Stupid Doc Tricks In Elixir

So last night we had our first Detroit Erlang/Elixir meetup and as part of it I wanted to do a little coding exercise to help people to get their feet wet with Erlang and/or Elixir, as they chose.  We simply worked through FizzBuzz and we came up with two different Elixir solutions and two different Erlang solutions. I never stop being surprised by developer creativity.

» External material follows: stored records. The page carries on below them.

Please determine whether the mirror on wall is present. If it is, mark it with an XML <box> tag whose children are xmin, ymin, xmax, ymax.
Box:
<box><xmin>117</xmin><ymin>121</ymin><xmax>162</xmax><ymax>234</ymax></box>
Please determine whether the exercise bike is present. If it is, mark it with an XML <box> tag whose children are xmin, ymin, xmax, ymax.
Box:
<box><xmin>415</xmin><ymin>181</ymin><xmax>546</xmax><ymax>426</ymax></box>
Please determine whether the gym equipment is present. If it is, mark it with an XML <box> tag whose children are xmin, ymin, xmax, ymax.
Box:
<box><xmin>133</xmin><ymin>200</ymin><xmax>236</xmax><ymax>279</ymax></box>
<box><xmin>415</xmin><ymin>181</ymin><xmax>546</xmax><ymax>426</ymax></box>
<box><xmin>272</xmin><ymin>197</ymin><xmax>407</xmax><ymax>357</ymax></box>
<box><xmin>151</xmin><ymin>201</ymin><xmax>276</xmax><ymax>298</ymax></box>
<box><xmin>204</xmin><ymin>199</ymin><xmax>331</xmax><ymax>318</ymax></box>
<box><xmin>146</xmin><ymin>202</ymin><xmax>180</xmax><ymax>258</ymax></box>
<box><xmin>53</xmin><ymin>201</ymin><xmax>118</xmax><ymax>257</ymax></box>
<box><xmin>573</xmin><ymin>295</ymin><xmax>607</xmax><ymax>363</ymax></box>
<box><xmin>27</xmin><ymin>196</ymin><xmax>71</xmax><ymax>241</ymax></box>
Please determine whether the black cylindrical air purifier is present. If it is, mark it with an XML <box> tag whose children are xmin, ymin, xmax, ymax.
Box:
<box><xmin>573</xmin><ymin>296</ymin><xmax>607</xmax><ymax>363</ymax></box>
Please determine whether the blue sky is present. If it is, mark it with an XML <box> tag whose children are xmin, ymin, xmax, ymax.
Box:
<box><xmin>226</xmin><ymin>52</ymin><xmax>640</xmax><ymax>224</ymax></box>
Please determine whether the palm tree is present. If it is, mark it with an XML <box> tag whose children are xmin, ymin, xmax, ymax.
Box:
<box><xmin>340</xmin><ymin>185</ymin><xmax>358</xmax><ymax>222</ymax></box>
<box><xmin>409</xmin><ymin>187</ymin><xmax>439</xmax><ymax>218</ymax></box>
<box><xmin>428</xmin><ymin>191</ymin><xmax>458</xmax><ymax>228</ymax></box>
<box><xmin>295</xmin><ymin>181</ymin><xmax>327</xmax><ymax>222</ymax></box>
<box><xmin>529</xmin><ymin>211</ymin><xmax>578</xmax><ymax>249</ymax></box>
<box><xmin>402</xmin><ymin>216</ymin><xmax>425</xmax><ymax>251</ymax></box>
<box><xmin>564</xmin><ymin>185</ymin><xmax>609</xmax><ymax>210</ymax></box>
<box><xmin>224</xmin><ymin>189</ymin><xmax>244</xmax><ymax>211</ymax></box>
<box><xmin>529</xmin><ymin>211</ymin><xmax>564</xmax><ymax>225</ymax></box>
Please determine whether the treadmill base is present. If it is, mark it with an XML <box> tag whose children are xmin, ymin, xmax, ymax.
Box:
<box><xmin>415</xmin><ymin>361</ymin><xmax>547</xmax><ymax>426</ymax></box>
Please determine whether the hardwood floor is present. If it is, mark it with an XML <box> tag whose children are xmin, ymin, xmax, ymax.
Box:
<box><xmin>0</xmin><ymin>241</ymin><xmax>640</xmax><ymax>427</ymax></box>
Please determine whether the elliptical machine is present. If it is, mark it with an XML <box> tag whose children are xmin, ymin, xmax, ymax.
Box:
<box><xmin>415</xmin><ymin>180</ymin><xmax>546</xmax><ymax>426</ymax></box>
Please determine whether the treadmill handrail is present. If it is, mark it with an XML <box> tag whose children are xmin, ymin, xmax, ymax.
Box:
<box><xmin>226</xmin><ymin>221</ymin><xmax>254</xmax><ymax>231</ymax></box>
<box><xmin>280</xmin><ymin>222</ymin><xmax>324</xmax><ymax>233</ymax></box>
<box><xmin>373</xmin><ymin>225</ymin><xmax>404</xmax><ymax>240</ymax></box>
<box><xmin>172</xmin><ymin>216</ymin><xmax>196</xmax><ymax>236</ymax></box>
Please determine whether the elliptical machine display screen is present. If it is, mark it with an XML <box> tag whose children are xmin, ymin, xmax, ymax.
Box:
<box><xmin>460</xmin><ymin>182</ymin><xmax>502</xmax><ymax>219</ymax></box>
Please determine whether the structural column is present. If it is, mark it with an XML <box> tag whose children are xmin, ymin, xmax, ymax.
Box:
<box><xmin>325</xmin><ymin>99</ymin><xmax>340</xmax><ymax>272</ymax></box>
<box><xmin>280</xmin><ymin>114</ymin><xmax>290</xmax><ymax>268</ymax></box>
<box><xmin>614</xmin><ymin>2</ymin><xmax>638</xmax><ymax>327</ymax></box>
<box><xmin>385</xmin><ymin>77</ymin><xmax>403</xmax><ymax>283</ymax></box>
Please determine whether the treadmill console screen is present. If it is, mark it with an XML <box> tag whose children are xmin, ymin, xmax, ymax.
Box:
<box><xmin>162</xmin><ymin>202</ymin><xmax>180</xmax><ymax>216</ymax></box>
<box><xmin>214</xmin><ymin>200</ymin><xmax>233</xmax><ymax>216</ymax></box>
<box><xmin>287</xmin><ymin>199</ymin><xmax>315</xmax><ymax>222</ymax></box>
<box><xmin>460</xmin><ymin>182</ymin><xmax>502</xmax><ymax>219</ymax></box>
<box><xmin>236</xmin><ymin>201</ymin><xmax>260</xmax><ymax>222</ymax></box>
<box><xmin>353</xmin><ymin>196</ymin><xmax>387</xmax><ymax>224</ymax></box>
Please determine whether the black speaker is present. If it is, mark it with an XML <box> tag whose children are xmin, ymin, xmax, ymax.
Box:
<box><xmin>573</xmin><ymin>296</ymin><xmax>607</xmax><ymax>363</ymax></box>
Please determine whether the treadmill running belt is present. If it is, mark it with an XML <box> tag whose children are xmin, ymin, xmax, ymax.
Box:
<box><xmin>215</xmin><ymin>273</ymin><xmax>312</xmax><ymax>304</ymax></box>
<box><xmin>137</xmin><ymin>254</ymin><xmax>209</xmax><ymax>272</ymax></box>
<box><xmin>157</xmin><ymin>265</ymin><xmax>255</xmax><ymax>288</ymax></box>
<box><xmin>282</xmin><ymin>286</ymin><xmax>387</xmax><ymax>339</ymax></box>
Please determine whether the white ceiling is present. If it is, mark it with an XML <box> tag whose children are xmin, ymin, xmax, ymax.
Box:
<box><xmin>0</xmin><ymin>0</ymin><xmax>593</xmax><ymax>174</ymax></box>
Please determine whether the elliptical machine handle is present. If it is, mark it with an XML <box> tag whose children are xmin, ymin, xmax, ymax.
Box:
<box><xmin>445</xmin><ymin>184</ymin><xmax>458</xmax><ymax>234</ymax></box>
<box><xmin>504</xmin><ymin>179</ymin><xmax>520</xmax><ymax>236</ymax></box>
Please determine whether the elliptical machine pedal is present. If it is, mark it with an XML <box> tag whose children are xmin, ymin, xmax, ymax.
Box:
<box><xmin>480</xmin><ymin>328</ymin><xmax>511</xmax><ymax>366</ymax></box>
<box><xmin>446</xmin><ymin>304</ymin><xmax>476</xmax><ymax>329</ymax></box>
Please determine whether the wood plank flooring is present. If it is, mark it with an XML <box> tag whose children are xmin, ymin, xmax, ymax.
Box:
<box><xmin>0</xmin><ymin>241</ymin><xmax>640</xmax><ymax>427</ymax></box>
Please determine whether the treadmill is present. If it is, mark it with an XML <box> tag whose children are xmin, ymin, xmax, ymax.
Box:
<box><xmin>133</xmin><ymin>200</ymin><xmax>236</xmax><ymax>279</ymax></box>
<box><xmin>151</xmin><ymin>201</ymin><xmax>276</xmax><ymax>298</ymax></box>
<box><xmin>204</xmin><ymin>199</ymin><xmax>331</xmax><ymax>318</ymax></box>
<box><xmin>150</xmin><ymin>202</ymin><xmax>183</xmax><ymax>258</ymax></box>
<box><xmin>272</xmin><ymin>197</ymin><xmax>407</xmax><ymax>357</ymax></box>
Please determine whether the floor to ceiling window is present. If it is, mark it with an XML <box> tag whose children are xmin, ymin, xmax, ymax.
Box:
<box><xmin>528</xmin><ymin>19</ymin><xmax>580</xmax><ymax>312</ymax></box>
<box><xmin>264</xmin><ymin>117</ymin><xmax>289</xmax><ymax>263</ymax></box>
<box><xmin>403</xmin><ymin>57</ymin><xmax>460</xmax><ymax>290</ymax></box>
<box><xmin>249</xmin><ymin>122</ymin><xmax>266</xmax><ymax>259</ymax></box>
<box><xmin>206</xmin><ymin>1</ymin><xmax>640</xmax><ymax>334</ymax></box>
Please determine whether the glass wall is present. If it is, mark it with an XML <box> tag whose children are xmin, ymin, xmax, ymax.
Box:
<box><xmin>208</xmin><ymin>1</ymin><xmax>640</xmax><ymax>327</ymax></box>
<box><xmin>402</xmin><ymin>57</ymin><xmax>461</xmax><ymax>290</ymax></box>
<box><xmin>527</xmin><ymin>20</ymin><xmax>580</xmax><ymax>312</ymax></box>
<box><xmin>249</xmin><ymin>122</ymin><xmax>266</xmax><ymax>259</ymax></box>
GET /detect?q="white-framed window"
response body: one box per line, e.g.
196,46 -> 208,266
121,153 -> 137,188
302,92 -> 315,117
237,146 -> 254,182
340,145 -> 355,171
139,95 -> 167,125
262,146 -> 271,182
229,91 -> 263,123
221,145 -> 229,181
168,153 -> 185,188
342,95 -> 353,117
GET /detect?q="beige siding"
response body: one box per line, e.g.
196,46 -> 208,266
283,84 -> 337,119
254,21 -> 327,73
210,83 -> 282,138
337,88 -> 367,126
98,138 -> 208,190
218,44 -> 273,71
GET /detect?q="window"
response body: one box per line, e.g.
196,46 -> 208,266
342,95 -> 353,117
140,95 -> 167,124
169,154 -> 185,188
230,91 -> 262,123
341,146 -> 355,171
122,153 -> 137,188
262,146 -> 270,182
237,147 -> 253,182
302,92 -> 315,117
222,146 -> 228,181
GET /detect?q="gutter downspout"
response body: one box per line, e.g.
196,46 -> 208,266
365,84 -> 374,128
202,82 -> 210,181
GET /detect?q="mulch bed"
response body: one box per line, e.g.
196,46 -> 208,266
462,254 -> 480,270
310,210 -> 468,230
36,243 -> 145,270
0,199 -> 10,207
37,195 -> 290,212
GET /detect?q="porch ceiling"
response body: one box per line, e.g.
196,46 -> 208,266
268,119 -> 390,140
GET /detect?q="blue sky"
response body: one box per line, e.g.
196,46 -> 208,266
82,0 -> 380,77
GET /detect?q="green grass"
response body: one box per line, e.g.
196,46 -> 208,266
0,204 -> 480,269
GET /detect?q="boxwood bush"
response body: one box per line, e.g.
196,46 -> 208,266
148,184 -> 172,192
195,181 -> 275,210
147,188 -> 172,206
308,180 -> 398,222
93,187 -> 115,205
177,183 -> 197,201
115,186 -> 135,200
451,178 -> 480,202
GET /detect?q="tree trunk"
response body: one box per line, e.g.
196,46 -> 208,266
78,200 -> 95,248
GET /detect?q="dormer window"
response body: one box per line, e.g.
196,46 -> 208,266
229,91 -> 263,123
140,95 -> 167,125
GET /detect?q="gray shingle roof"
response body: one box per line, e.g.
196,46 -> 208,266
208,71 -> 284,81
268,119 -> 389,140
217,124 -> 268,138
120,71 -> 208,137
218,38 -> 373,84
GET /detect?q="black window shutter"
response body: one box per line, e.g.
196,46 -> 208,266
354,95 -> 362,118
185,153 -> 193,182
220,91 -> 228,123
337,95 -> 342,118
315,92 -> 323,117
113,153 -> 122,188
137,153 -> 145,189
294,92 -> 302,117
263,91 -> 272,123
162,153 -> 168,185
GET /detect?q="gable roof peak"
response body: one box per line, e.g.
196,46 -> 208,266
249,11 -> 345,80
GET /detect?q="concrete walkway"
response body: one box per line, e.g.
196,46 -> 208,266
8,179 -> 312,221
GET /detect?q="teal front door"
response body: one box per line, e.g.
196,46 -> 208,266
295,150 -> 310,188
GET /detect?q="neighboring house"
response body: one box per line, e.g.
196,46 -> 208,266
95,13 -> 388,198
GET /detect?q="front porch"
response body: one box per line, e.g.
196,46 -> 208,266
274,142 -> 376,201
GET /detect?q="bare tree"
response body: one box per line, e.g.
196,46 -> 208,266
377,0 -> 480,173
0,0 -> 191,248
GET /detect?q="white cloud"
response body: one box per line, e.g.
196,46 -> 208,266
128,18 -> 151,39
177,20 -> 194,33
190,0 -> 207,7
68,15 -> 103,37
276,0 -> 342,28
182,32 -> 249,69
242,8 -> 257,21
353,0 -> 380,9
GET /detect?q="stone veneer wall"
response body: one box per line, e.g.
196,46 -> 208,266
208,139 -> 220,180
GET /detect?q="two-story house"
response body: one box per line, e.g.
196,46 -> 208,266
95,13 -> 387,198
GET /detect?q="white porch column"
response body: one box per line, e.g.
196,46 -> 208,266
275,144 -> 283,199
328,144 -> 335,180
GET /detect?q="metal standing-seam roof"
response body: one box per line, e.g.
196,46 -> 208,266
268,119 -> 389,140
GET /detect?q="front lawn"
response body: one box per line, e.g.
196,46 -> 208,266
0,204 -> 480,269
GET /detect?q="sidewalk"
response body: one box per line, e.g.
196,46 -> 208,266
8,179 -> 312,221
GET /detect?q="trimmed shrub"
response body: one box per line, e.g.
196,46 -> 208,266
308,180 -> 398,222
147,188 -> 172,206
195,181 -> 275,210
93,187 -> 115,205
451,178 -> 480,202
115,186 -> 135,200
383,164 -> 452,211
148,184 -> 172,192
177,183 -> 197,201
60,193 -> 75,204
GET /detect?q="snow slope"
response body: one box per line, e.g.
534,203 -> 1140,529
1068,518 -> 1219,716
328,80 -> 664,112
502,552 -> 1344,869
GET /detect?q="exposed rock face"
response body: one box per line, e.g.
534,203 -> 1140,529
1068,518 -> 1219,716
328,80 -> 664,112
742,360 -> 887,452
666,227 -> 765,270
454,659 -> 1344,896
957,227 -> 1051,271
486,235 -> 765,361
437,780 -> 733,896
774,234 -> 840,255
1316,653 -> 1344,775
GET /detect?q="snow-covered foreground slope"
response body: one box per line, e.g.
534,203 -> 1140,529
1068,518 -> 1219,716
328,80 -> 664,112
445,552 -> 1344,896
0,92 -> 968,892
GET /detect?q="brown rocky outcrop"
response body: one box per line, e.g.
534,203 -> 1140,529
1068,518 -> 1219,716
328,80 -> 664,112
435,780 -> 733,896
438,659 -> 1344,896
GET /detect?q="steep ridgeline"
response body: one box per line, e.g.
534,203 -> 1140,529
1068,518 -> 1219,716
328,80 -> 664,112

That said, I keep striving to improve the code I write and striving to use the tools that the language provides me.  Elixir has module attributes and it’s also got module documentation as a first class citizen in the language.  So I thought to myself why not extend my simple fizzbuzz code a bit to use these two features–to better learn how to use them.  Here’s the code such as it is:


defmodule FizzBuzz do
@fizz 3
@fizzmsg "Fizz"
@buzz 5
@buzzmsg "Buzz"

@moduledoc "
Ye olde FizzBuzz test in all of its glory.
If the number is a multiple of #{@fizz} then print #{@fizzmsg}.
If the number is a multiple of #{@buzz} then print #{@buzzmsg}.
If it's a multiple of both then print #{@fizzmsg<>@buzzmsg}.
Else print the number itself.

Example usage:
iex> for i <- 1..100, do: FizzBuzz.getFB(i)
1
2
#{@fizzmsg}
4
#{@buzzmsg}
"

  def getFB(n) do
    cond do
      rem(n,@fizz) == 0 and rem(n,@buzz) == 0 ->
        IO.puts @fizzmsg <> @buzzmsg
      rem(n,@fizz) == 0 ->
        IO.puts @fizzmsg
      rem(n,@buzz) == 0 ->
        IO.puts @buzzmsg
      true ->
        IO.puts "#{n}"
    end
  end
end

Now the code itself isn’t anything very special.  But the module attributes and the fact that I can avoid specifying magic numbers is just awesome.  What if I wanted to change the code to print “Argh!” on 3 instead of “Fizz”?  Of course were I to change the number for “Fizz” then I would need to make more extensive changes but this does cover one common type of change. With the code set up in this way, I only need to change things in one place and my docs will be updated as well as my code.

I know this is sort of a “Stupid Doc Trick” but it still seemed worth sharing with others.  The idea of only needing to change a constant in one place and having everything else update is a very appealing one.